Usuńpozdrawiam cieplutko
Gratulacje! Teraz to sie dopiero naurzadzasz! Pewnie jak wszyscy, licze na pozniejsza relacje.
OdpowiedzUsuńPozdrawiam
Marta
Marto zaczynam praktycznie od zera, bo jedyne meble jakie ze mną przejdą to pewnie łóżko M, stół z kuchni okrągły i kanciaki ikea-owskie na książki. Ale mam sporo do odnowienia, pomalowania starych mebelków.
Usuńściskam mocno
130 metrów to super, nawet nie wygląda :) jest śliczny. Najgorsze jest wykańczanie, ale... poradzicie sobie :) W nowych domach nie lubię tylko takiego specyficznego zapachu betonu, cementu, zaprawy, ale to na szczęście kiedyś znika.

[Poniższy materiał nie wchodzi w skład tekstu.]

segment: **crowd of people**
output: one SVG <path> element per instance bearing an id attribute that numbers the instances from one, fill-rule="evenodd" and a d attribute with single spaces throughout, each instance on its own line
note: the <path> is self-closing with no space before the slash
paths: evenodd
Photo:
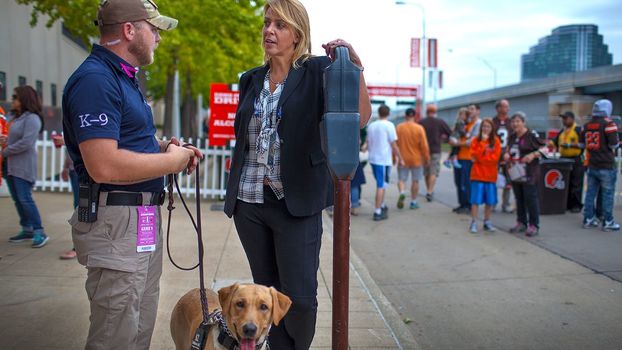
<path id="1" fill-rule="evenodd" d="M 376 180 L 373 220 L 388 218 L 385 189 L 391 167 L 397 166 L 399 197 L 397 208 L 405 207 L 406 186 L 410 178 L 410 209 L 419 208 L 419 180 L 425 177 L 428 202 L 434 200 L 434 187 L 441 167 L 441 145 L 449 143 L 449 155 L 442 162 L 453 169 L 458 206 L 453 212 L 470 214 L 468 230 L 477 233 L 479 207 L 484 206 L 482 229 L 495 231 L 491 215 L 499 209 L 515 213 L 516 225 L 510 232 L 535 236 L 540 231 L 541 158 L 566 159 L 572 164 L 568 179 L 566 209 L 572 213 L 583 211 L 583 227 L 601 227 L 604 231 L 620 229 L 613 218 L 616 181 L 615 154 L 618 147 L 618 127 L 610 118 L 609 100 L 594 103 L 592 113 L 583 127 L 575 115 L 566 111 L 559 115 L 562 128 L 548 140 L 527 127 L 527 115 L 510 115 L 510 104 L 499 100 L 493 118 L 480 118 L 480 106 L 470 104 L 458 109 L 453 128 L 438 118 L 435 105 L 428 105 L 426 116 L 415 119 L 411 108 L 405 112 L 405 121 L 394 126 L 388 120 L 389 107 L 378 108 L 378 120 L 367 127 L 367 141 L 361 143 L 362 154 L 368 152 Z M 364 162 L 357 169 L 356 201 L 360 206 L 360 184 L 365 182 Z M 587 193 L 583 205 L 583 183 L 587 173 Z M 361 179 L 362 177 L 362 179 Z M 501 192 L 501 206 L 498 192 Z M 515 206 L 510 204 L 514 194 Z M 353 214 L 358 214 L 353 209 Z"/>
<path id="2" fill-rule="evenodd" d="M 224 211 L 233 218 L 254 282 L 274 286 L 292 300 L 283 322 L 270 330 L 270 348 L 308 349 L 318 310 L 321 213 L 332 204 L 320 142 L 325 107 L 322 77 L 336 47 L 346 47 L 360 69 L 361 128 L 371 116 L 371 104 L 363 63 L 352 45 L 336 39 L 323 45 L 325 56 L 311 55 L 310 22 L 302 3 L 268 0 L 263 15 L 264 25 L 257 35 L 263 39 L 265 62 L 240 78 L 237 142 Z M 153 62 L 160 32 L 174 29 L 177 20 L 160 15 L 152 1 L 104 1 L 97 25 L 99 45 L 93 45 L 63 93 L 64 141 L 73 165 L 66 163 L 61 176 L 73 177 L 78 182 L 73 186 L 80 191 L 68 220 L 75 250 L 65 256 L 76 258 L 87 269 L 85 291 L 91 314 L 86 348 L 148 349 L 162 274 L 163 177 L 191 173 L 202 153 L 175 138 L 155 137 L 152 111 L 136 76 L 135 67 Z M 419 122 L 415 111 L 408 109 L 397 127 L 388 120 L 389 108 L 381 106 L 379 119 L 362 131 L 366 137 L 361 142 L 361 160 L 370 163 L 376 180 L 373 220 L 388 218 L 385 192 L 393 165 L 398 166 L 398 209 L 406 206 L 407 188 L 408 208 L 420 207 L 421 179 L 425 179 L 426 201 L 434 200 L 441 145 L 449 142 L 452 151 L 445 164 L 454 171 L 459 203 L 454 211 L 471 215 L 470 232 L 478 231 L 482 205 L 483 229 L 495 230 L 491 213 L 501 188 L 502 211 L 512 211 L 510 189 L 516 198 L 517 224 L 512 232 L 538 234 L 538 159 L 546 145 L 527 128 L 524 113 L 510 117 L 505 100 L 496 107 L 495 118 L 483 120 L 477 104 L 461 108 L 451 129 L 437 117 L 434 105 L 427 106 L 426 117 Z M 2 173 L 21 231 L 9 240 L 29 241 L 40 248 L 49 237 L 32 197 L 35 142 L 43 126 L 36 91 L 30 86 L 15 88 L 11 111 L 6 130 L 0 123 Z M 614 150 L 619 139 L 618 128 L 609 119 L 611 111 L 610 101 L 597 101 L 583 128 L 574 124 L 574 115 L 564 113 L 564 129 L 551 142 L 575 164 L 571 183 L 576 188 L 568 198 L 572 211 L 581 210 L 581 157 L 587 156 L 583 226 L 602 226 L 606 231 L 620 228 L 612 214 Z M 85 121 L 86 115 L 99 119 Z M 363 166 L 361 162 L 353 180 L 352 214 L 360 205 Z M 140 222 L 141 229 L 128 222 Z"/>

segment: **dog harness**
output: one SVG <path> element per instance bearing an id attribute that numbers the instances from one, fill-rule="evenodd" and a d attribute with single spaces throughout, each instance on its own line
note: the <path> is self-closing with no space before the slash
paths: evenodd
<path id="1" fill-rule="evenodd" d="M 220 332 L 218 333 L 218 343 L 224 346 L 229 350 L 239 350 L 240 344 L 238 340 L 233 336 L 233 333 L 227 327 L 227 322 L 225 322 L 225 318 L 222 316 L 221 310 L 216 310 L 211 314 L 212 320 L 214 320 L 218 324 L 218 329 Z M 269 331 L 269 329 L 268 329 Z M 266 345 L 266 350 L 270 350 L 270 345 L 267 343 L 268 337 L 266 336 L 263 342 L 259 344 L 255 344 L 255 350 L 261 350 L 261 348 Z"/>

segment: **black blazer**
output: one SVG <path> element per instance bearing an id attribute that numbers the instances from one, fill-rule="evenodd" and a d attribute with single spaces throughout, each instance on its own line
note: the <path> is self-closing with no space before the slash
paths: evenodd
<path id="1" fill-rule="evenodd" d="M 324 114 L 323 69 L 326 56 L 312 57 L 291 69 L 278 106 L 281 141 L 281 181 L 287 210 L 293 216 L 309 216 L 333 204 L 333 183 L 321 147 L 319 123 Z M 248 145 L 248 125 L 254 101 L 263 88 L 268 65 L 254 68 L 240 78 L 240 99 L 235 115 L 236 144 L 227 182 L 225 214 L 235 212 L 240 177 Z"/>

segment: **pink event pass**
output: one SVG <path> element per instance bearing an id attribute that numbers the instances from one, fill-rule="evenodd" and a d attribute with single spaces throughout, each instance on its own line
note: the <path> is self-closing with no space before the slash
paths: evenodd
<path id="1" fill-rule="evenodd" d="M 156 207 L 141 206 L 138 210 L 138 232 L 136 233 L 136 251 L 152 252 L 156 246 Z"/>

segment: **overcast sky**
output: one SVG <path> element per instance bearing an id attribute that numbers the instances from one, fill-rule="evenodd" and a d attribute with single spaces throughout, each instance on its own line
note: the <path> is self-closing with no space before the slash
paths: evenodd
<path id="1" fill-rule="evenodd" d="M 368 84 L 420 84 L 421 69 L 409 67 L 410 38 L 420 37 L 421 11 L 394 0 L 301 0 L 311 19 L 313 53 L 334 38 L 351 42 L 361 56 Z M 613 63 L 622 62 L 620 0 L 435 0 L 426 11 L 426 36 L 438 39 L 444 88 L 438 99 L 520 81 L 520 56 L 538 39 L 567 24 L 596 24 Z M 427 90 L 426 100 L 434 97 Z"/>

OdpowiedzUsuńA przy urządzaniu poszalejesz sobie, oj poszalejesz :))))
Buziaki
Reniu rzeczywiście zapach betonu jest paskudny, zwłaszcza czuć go teraz po położeniu tynków, a to wszystko paruje, - masakryczny zaduch, ale w końcu zniknie kiedyś- masz rację.
UsuńDla mnie te 130m po obecnych 40 to jak do pałacu przejście. Myślę że z czasem się przyzwyczaję, ale na początku będzie ciężko :) hihi
buziaki
a ja chyba jestem jakaś dziwna :) bo lubię zapach cementu , tynku..kojarzy mi się chyba dobrze..właśnie z budowaniem domu rodziców :)
UsuńAle uroczy ten domek :) fajnie, że macie tyle okien tarasowych i cudny jest ten trójkątny wykusz. Wykończenie wnętrz to chyba najdłuższy i najciekawszy etap prac. Życzę wielkiej radości z wybierania podłóg, kafli, baterii kranowych, kolorów itp. I niecierpliwie czekam na efekty waszych prac :)
OdpowiedzUsuńWszelkiej pomyślności
W planie było tylko jedno okno tarasowe, ale dodaliśmy jeszcze 2 żeby było światła więcej.
UsuńPowoli zaczynam się rozglądać za tym wszystkim o czym piszesz, jutro zaliczam salon łazienek- fajne to takie szukanie jest co tu gadać :)
ojej jak super! śliczne domek :)))
OdpowiedzUsuńmatko jak Wam dobrze! :))))))))))))))))
mam nadzieję, ze teraz coraz częściej będziesz nam pokazywała swoje wnętrza i przemiany tam zachodzące:) buziaki
Aniu będę pokazywała na pewno, już niebawem zaczynam szorowanie stołu do domku, muszę go tylko przywieźć w końcu.
Usuńbuziaki
Pięknie!!! :) Tyle miejsca do popisu! :)
OdpowiedzUsuńNie mogę doczekać się tych wnętrz! :)
Oj miejsca będę miała sporo, w porównaniu do obecnego metrażu :)
UsuńŚliczny :) My się remontujemy już bardzooo długo, mam nadzieję, że u Was pójdzie raz dwa wykończenie :)
OdpowiedzUsuńczas pokaże :) Powodzenia życzę Tobie
UsuńSuper reportáž. Nás to čeká letos. Věra
OdpowiedzUsuńThank you Věra :)
OdpowiedzUsuńBardzo konkretnie napisane. Super artykuł.
OdpowiedzUsuńJa jeszcze nie doszedłem do tego aby budować swój dom, ale może w przyszłości uda mi się to osiągnąć. Na tą chwilę jestem bardzo szczęśliwy, że mam możliwość kupienia nowego mieszkania w mojej pięknej Rumi. Zdecydowałem się na mieszkanie od dewelopera https://www.eurostyl.com.pl/oferta/nowe-mieszkania-rumia.html więc dlatego już nie mogę się doczekać jego odbioru.
OdpowiedzUsuńNaprawdę świetnie napisane. Pozdrawiam.
OdpowiedzUsuńŚwietna sprawa. Pozdrawiam serdecznie.